Multifocal Atrial Tachycardia: P Wave and QRS Relationship
In multifocal atrial tachycardia (MAT), not every P wave is followed by a QRS complex due to the variable P-R intervals characteristic of this arrhythmia. 1
Electrocardiographic Characteristics of MAT
MAT is defined by specific ECG criteria:
- At least 3 distinct P wave morphologies on the surface ECG
- Irregular atrial rhythm with a rate >100 bpm (or >90 bpm in some definitions)
- Distinct isoelectric period between P waves (unlike atrial fibrillation)
- Variable P-P, P-R, and R-R intervals 1
The variability of the P-R interval is a key diagnostic feature of MAT, which means that the relationship between P waves and QRS complexes is inconsistent. This variability may be related to:
- Decremental conduction through the AV node
- Different origins of the P waves
- Occasional AV block 1
Differentiating MAT from Other Arrhythmias
MAT can be difficult to distinguish from atrial fibrillation, especially on physical examination or a single ECG tracing. Key differences include:
- MAT has distinct P waves with isoelectric periods between them
- Atrial fibrillation has no distinct P waves and no isoelectric baseline 2
When analyzing the ECG:
- First classify the rhythm as regular or irregular
- If irregular, consider MAT, atrial fibrillation, or atrial flutter with variable AV conduction
- Look for ≥3 distinct P wave morphologies to confirm MAT 1
Pathophysiology and Conduction
The mechanism of MAT is not well established, but:
- It likely involves triggered activity (abnormal automaticity)

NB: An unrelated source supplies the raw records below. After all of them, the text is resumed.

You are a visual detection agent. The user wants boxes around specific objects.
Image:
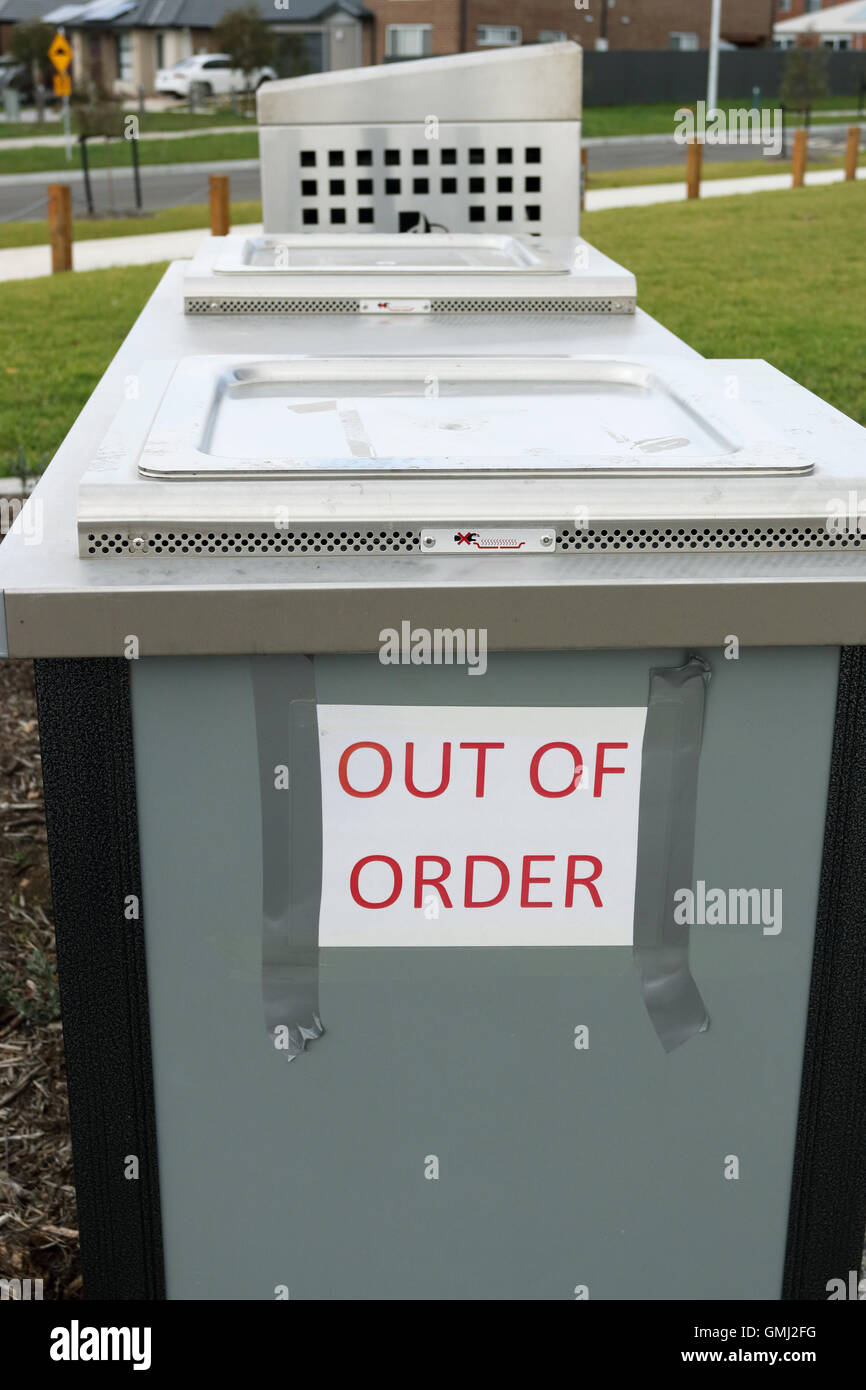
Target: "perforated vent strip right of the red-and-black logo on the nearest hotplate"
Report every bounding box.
[557,523,866,552]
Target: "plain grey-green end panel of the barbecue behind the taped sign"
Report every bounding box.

- The variability of P-R intervals suggests inconsistent conduction through the AV node
- This inconsistent conduction means some P waves may not conduct to the ventricles 1, 2
Clinical Context and Management
MAT is commonly associated with:
- Pulmonary disease and pulmonary hypertension
- Coronary and valvular heart disease
- Electrolyte abnormalities (particularly hypomagnesemia)
- Theophylline therapy 1
Management should focus on:
- Treating underlying conditions
- Correcting electrolyte abnormalities
- Considering intravenous metoprolol or verapamil for acute rate control in hemodynamically stable patients 1, 3
Important Pitfalls
- Misdiagnosing MAT as atrial fibrillation can lead to inappropriate treatment strategies
- Cardioversion is not effective for MAT and should not be attempted 1
- Beta blockers should be used cautiously in patients with severe pulmonary disease or bronchospasm
- Always obtain a 12-lead ECG to confirm the diagnosis, as MAT cannot be reliably diagnosed from a rhythm strip alone 1, 4
In conclusion, the variable P-R intervals in MAT mean that not every P wave will be followed by a QRS complex, which is an important diagnostic feature that helps distinguish it from other supraventricular tachycardias.